Le dirigeant birman Min Aung Hlaing a ordonné l’annulation de toutes les condamnations à mort en Birmanie, dans le cadre d’une mesure d’amnistie annoncée ce vendredi 17 avril 2026. Les peines capitales sont désormais commuées en réclusion à perpétuité.
Dans le même temps, les autorités annoncent la grâce de l’ancien président Win Myint, emprisonné depuis le coup d’État militaire de 2021. Cette décision s’inscrit dans une série de mesures présentées comme un effort de « reconstruction nationale ».
Selon le communiqué officiel, plus de 4 300 détenus doivent être libérés et près de 180 ressortissants étrangers concernés par des mesures d’élargissement. Les peines inférieures à 40 ans seront également réduites d’un sixième.

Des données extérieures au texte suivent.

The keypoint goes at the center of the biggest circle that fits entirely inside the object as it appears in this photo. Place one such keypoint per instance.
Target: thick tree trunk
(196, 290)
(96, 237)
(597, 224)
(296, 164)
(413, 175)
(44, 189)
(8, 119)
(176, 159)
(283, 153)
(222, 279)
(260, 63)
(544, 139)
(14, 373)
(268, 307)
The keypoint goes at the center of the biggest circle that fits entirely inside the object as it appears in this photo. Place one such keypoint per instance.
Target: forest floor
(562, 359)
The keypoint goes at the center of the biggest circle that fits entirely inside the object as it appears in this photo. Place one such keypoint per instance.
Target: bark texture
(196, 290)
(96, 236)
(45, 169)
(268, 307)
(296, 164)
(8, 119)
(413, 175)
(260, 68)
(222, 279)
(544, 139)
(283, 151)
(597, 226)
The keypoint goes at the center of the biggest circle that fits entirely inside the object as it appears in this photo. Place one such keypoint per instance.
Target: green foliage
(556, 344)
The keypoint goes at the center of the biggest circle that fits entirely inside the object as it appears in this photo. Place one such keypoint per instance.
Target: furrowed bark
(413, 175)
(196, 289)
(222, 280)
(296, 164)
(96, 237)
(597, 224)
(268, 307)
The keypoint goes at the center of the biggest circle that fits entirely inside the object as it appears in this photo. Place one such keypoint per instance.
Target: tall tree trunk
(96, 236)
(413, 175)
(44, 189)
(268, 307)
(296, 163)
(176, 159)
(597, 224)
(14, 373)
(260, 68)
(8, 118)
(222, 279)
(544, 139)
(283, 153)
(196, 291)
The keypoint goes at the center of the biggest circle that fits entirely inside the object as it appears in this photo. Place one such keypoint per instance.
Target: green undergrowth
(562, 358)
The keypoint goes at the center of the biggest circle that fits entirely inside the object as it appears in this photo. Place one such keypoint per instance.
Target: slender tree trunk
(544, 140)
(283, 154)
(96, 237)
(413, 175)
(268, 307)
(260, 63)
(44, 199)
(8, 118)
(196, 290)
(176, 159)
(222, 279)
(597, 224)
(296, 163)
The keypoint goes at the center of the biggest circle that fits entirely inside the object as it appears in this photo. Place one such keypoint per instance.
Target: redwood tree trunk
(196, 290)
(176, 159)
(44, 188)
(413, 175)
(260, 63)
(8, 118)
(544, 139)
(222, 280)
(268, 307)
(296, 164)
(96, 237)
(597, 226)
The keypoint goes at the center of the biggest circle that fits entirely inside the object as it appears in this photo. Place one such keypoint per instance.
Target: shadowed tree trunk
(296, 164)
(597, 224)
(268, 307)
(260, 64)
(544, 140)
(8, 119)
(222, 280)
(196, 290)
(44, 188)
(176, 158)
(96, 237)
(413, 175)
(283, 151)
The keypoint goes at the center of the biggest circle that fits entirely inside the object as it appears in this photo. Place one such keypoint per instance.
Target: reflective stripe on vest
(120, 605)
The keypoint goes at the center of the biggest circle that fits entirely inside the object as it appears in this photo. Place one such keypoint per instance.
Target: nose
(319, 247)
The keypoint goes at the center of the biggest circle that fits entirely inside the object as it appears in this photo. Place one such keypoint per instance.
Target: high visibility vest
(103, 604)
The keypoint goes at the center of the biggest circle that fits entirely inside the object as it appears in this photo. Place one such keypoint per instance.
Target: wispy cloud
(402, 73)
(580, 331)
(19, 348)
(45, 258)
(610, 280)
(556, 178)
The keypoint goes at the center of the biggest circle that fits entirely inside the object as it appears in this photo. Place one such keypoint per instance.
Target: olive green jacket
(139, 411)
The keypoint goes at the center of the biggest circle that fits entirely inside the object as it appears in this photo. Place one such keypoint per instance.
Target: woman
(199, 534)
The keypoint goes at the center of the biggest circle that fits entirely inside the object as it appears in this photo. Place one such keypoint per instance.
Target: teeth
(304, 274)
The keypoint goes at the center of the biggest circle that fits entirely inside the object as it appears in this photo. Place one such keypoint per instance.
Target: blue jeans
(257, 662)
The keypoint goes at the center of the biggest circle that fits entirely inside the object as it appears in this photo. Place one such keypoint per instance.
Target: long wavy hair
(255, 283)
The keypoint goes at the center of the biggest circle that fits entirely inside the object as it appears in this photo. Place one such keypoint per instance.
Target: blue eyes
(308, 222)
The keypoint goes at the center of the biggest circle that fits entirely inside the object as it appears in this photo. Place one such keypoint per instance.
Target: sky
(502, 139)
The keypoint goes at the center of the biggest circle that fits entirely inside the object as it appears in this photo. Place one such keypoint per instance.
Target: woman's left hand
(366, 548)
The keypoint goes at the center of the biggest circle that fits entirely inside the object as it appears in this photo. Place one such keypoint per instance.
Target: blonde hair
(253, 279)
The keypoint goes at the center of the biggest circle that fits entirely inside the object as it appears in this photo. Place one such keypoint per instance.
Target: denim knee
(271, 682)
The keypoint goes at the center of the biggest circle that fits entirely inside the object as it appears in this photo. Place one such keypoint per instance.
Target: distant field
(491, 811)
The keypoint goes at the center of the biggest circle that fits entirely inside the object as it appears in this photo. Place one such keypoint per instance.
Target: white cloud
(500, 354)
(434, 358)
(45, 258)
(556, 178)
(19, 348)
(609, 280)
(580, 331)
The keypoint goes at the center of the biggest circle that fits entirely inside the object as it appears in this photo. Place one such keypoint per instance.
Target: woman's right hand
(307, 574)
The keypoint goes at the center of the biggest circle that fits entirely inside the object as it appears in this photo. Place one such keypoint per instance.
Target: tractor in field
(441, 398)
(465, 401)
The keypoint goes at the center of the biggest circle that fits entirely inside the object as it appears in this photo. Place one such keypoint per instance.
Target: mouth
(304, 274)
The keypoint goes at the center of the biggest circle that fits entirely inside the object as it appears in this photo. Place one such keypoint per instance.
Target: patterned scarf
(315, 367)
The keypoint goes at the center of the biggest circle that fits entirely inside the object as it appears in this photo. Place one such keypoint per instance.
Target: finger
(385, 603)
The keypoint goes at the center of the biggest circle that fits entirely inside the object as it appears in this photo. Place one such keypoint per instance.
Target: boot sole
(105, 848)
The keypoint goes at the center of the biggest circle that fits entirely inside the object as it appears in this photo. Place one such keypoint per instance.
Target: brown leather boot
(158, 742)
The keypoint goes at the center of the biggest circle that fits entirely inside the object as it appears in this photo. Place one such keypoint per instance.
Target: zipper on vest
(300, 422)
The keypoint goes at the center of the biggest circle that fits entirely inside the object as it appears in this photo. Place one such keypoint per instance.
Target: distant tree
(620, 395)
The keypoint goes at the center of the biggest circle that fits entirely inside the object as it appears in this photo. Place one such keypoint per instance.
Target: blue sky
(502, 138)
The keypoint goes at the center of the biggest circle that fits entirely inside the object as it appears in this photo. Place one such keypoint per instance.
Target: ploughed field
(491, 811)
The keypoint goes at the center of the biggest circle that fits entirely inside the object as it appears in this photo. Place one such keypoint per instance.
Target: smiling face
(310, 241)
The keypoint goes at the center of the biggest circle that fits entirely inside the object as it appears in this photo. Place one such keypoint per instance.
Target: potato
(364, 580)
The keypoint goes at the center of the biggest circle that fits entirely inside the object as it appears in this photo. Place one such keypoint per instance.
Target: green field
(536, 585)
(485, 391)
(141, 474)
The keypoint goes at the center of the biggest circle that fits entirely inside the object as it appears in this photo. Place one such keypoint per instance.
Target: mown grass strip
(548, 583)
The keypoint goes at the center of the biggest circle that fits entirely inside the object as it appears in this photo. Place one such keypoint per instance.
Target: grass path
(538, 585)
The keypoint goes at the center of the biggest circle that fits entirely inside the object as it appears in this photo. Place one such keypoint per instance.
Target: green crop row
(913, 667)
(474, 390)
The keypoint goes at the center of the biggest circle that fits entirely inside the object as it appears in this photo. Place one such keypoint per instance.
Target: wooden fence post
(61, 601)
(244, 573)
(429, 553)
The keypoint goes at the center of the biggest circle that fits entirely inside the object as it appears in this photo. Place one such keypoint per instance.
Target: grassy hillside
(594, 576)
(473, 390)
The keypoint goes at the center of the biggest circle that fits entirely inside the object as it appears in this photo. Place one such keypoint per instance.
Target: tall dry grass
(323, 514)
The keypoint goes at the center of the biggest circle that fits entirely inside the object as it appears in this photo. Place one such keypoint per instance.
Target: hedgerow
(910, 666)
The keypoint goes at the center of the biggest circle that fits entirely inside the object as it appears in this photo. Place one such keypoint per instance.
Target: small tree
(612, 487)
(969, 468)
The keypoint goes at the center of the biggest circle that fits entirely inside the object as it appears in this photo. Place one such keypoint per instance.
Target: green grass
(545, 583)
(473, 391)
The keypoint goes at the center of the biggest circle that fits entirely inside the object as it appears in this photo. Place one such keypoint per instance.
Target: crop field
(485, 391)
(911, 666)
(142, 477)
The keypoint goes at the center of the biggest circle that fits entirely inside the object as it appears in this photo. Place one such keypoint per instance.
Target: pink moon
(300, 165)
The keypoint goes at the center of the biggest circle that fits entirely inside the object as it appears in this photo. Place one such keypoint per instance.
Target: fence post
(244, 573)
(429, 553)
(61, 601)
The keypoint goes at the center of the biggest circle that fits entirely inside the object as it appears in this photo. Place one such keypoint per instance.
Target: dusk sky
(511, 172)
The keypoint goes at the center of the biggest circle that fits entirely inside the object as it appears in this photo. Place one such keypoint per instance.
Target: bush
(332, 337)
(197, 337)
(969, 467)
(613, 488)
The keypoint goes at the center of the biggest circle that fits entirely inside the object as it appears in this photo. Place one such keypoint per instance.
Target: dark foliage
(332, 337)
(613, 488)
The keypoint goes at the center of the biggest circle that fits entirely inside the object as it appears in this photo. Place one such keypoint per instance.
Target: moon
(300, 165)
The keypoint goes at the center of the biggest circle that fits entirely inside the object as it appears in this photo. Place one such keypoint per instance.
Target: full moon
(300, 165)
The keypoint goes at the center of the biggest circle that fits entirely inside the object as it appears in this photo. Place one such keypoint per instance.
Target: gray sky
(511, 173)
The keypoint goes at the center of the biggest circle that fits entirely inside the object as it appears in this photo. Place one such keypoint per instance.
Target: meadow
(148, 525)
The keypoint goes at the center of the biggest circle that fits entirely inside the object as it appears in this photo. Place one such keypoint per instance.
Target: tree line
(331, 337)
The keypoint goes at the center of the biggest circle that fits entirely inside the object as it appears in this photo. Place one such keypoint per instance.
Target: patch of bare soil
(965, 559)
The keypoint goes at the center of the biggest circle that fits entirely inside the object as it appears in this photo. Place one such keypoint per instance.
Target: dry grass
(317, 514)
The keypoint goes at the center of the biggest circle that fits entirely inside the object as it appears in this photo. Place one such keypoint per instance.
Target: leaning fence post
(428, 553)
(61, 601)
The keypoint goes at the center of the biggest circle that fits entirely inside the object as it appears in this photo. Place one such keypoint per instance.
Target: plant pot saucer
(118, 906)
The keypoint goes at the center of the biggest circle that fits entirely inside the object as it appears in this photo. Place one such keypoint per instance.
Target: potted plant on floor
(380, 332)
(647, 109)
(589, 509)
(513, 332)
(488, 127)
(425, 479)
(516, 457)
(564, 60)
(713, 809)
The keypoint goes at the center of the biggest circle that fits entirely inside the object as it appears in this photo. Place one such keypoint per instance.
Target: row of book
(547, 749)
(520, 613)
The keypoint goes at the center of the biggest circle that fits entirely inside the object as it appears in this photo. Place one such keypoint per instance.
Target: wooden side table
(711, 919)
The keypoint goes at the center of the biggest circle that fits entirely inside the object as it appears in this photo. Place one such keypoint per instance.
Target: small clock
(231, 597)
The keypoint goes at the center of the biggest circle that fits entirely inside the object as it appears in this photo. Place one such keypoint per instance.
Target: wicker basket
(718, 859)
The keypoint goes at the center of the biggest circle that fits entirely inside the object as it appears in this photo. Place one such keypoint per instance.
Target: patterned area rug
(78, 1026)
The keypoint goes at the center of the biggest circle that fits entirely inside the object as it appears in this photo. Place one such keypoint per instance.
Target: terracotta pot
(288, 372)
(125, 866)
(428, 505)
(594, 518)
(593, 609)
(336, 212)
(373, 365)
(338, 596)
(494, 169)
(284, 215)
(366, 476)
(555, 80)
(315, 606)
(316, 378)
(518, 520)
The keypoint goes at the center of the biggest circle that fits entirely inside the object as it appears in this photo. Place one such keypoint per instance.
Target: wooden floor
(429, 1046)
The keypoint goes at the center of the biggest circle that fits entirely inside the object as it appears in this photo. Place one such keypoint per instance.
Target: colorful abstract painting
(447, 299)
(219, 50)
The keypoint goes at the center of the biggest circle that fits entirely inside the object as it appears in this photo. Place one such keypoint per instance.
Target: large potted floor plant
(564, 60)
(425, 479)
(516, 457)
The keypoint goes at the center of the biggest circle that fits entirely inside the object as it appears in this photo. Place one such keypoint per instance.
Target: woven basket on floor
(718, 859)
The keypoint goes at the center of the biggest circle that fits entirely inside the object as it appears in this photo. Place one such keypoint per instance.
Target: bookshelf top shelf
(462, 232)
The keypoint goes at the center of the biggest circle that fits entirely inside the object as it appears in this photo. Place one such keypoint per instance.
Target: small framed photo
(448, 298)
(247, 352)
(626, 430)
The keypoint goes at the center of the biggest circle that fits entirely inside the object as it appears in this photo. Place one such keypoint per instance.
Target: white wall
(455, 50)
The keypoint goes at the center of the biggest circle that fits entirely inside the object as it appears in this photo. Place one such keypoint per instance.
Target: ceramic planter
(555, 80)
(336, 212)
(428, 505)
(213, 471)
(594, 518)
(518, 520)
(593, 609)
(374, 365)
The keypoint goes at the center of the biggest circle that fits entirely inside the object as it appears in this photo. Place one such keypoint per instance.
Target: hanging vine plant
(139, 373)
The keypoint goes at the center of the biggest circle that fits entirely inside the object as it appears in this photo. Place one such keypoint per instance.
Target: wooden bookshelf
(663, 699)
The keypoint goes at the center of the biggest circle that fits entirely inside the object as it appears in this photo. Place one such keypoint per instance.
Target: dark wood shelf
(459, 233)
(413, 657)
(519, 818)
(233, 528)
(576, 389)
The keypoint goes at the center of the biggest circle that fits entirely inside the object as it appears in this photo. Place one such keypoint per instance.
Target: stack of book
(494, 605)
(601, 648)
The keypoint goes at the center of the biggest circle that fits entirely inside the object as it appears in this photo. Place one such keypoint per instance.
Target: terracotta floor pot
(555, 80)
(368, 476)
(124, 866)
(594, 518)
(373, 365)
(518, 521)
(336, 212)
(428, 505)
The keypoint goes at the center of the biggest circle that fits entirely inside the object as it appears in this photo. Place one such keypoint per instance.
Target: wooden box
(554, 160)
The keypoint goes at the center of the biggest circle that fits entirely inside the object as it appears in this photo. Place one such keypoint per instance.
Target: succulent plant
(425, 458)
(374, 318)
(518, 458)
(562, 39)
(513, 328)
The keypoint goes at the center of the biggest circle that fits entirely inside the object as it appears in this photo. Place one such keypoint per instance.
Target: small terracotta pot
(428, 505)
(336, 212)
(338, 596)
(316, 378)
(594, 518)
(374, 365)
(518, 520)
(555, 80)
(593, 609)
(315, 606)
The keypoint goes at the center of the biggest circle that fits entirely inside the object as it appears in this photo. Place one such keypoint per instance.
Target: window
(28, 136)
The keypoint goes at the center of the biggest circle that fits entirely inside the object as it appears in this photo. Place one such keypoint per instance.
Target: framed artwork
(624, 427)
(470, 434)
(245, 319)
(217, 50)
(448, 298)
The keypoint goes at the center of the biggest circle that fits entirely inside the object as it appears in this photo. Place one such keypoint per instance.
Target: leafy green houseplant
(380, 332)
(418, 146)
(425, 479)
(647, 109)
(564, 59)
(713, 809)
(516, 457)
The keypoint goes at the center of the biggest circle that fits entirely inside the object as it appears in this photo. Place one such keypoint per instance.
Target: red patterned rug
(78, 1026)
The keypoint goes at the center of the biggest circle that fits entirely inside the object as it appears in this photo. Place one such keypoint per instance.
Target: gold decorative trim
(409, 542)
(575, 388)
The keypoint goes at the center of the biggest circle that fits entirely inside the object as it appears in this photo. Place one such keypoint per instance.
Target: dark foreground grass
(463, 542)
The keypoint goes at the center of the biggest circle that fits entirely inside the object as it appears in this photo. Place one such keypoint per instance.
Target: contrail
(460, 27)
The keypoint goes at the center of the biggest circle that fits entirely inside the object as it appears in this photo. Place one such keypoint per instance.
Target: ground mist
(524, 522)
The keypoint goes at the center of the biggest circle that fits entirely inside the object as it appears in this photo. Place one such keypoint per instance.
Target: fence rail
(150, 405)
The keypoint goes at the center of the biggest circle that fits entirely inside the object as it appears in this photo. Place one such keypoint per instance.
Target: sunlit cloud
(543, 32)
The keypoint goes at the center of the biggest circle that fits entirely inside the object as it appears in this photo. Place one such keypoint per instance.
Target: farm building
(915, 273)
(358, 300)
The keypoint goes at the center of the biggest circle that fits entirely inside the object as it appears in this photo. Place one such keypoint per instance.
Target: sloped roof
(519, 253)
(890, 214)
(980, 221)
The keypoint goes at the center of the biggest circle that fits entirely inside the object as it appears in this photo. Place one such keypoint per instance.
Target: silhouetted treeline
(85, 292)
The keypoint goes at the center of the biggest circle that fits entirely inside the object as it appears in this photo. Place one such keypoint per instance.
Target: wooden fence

Cette annonce intervient alors que le pays reste dirigé par une junte militaire accusée de répression depuis la prise de pouvoir en 2021. Les organisations de défense des droits humains estiment que des dizaines de milliers de personnes ont été emprisonnées pour des motifs politiques.
Parmi les figures toujours détenues figure l’ancienne dirigeante Aung San Suu Kyi, condamnée à de lourdes peines dans un lieu tenu secret.
Les autorités présentent cette mesure comme une amnistie liée aux célébrations du Nouvel An birman, tandis que des observateurs internationaux y voient une initiative politique dans un contexte de forte contestation du régime.